Current Price –$6.2
Offer Price - $11
Upside – 80%
Expiration Date - TBD (likely H2 2017)
Global Eagle Entertainment provides satellite based entertainment and connectivity services for aviation and maritime industries (think wifi on the plane or Gogo). Company presentation is here. Its systems are installed in 750 aircraft currently and the company has contracts for further expansion. Revenues are growing at 30%+ annually, but ENT is still loss making and burning cash. I am no expert in technology investments and find these extremely difficult to value, but recent events caught my attention.
“Entered into agreement with Shareco and HNA Group to make major investment in GEE and plan to form a JV to provide IFEC hardware and services in China:
- Deal extends relationship between HNA, Shareco and GEE, industry leaders already working together on providing inflight connectivity and passenger entertainment to Chinese airlines
- GEE and Shareco plan to form a joint venture in China to provide connectivity to 320 aircraft initially and potentially grow the service to over 500 aircraft in the future
- Shareco plans to invest up to an expected aggregate of $416 million in GEE stock through a combination of primary and secondary share purchases at $11.00 per share, for up to a 34.9% stake in GEE”
One of the key items here is that Shareco will spend $416m for 34.9% of the company when the current market cap of 100% of ENT is at $505m. Strategic investor seems to be valueing the company far higher than the market.
Structure of Transaction
This investment will be done in couple of stages:
1. Shareco will purchase newly issued shares of ENT for $11/share resulting in 9.9% ownership in the company. So Shareco will invest a total of $103m in this stage and existing ENT shareholders will be diluted by c. 10%, but this dilution will take place above market prices, so likely a positive. This stage is expected to close during the first half of 2017
2. After the initial investment is finalized, Shareco will purchase a further $150 of newly issued ENT stock at $11/share. ENT will contribute these fund towards JV with Shareco which will be 49% owned by ENT and will provide in-flight entertainment and connectivity in China and exclusively service aircraft operated by NHA Group entities (which comprises over 320 aircraft today). ENT shareholders will again be diluted, but still above market prices.
3. Also after the finalization of the initial investment, Shareco will launch tender offer and purchase $163m of stock at $11/share from public shareholders so that the final ownership by Shareco would be 34.9%.
My game here is that the gap between current share price ($6.2) and $11 at which strategic investor is buying the shares from the company and later from shareholders should be narrowing the closer we get to the actual transaction (likely in H1 2017). Announcement of the tender offer will be the final catalyst (likely in H2 2017).
- The closing of the initial investment is subject to regulatory approval including Committee on Foreign Investment in the United States and Department of Defense. I am fully ignorant on how likely this approval is, but management seems to be optimistic. From Q3 conf call:
Is there any potential regulatory pushback either here or in China with this deal?

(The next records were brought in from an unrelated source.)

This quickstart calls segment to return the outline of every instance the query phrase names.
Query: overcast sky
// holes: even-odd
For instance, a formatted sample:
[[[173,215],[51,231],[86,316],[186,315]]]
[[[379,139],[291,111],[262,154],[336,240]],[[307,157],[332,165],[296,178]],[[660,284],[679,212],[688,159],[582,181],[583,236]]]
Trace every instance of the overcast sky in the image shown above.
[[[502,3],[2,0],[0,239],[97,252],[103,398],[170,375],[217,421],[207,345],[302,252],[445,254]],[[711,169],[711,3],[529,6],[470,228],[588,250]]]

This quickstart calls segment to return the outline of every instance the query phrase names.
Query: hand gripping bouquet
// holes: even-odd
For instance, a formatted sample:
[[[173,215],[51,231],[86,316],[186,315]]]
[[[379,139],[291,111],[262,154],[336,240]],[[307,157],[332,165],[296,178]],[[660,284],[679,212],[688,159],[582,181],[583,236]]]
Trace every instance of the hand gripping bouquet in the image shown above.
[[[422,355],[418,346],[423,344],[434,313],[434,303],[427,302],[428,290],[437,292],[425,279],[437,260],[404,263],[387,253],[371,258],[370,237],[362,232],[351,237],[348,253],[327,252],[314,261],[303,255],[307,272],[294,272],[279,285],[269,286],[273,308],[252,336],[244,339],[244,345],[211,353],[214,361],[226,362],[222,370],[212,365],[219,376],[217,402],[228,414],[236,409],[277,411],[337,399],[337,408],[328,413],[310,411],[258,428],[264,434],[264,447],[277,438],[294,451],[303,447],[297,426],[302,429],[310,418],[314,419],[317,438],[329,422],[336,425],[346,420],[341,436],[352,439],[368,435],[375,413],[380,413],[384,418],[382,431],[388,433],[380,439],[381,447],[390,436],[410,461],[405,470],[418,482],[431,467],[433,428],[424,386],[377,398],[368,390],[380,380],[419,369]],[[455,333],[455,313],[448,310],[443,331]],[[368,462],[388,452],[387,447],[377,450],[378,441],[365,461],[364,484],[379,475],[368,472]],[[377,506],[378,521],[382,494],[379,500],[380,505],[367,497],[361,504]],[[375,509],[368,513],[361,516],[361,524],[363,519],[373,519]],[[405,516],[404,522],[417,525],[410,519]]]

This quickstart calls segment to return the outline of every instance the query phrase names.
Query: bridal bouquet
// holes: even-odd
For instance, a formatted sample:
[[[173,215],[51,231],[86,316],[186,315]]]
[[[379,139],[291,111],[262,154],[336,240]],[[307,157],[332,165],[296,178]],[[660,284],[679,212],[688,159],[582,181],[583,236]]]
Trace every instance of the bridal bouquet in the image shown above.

Any of you?
So, this – yes, that’s a good question. So this is what – this is how we intend to do this. Now that we signed the agreement we’re going to apply for ESS and CTS approval, which are the government approvals that are required. We don’t expect there to be significant issues and the reason is this, the amount of classified business that we do is very, very small; well under $500,000 a year in revenue.
So to the extent that we would need to mitigate any issues from a confidentiality or classified information standpoint, it’s relatively straightforward to mitigate. It’s particularly true with stage one, but we had extensive consultations with turnings on our side, Shareco had expensive converse – consultations with turnings on their side, and I think we’re all fairly confident – very confident actually that there’s not going to be any significant regulatory hurdles in front of us.”
- Subsequent Investment as well as tender offer are currently in ‘Letter Agreement’ form. So a strict binding agreement on these subsequent investment has not been reached yet and might potentially change.
- ENT is levered with $441 of debt and does not generate sufficient cash for interest payments at the moment – this is partly due to large legal bills and settlement related to one legal case. Going forward profitability will likely be much better.
- And the biggest risk is that Shareco simply cancels the transaction. In that case ENT would get only $10m termination fee.
Why ENT share price is drifting lower?
I do not have crystal ball answer to this, but Q3 results have been below expectation and guidance was lowered. The transaction described above was announced on the same day as earnings so this might have have overshadowed the strategic investment and upcoming tender offer (both of which I view as very positive). Currently the company trades at all time lows. Another possibility is that market does not believe the Shareco investments will take place either due to stop by regulators or due to Shareco bailing from the deal.
On a relative basis GOGO (main competitor) trades 50% higher than ENT (comparing EV/Revenue and EV/ad. EBITDA metrics for 2016), so ENT is not expensive on relative basis. Also a bit of speculation - yesterday saw large increase in volume and trading activity when prices approached $6, so we might be nearing the bottom.
In any case I find it really strange that company trades at $6 when another party expressed interest to buy 35% of it for $11. This makes me think I am missing something important - and due to that ENT is a small position for me at the moment.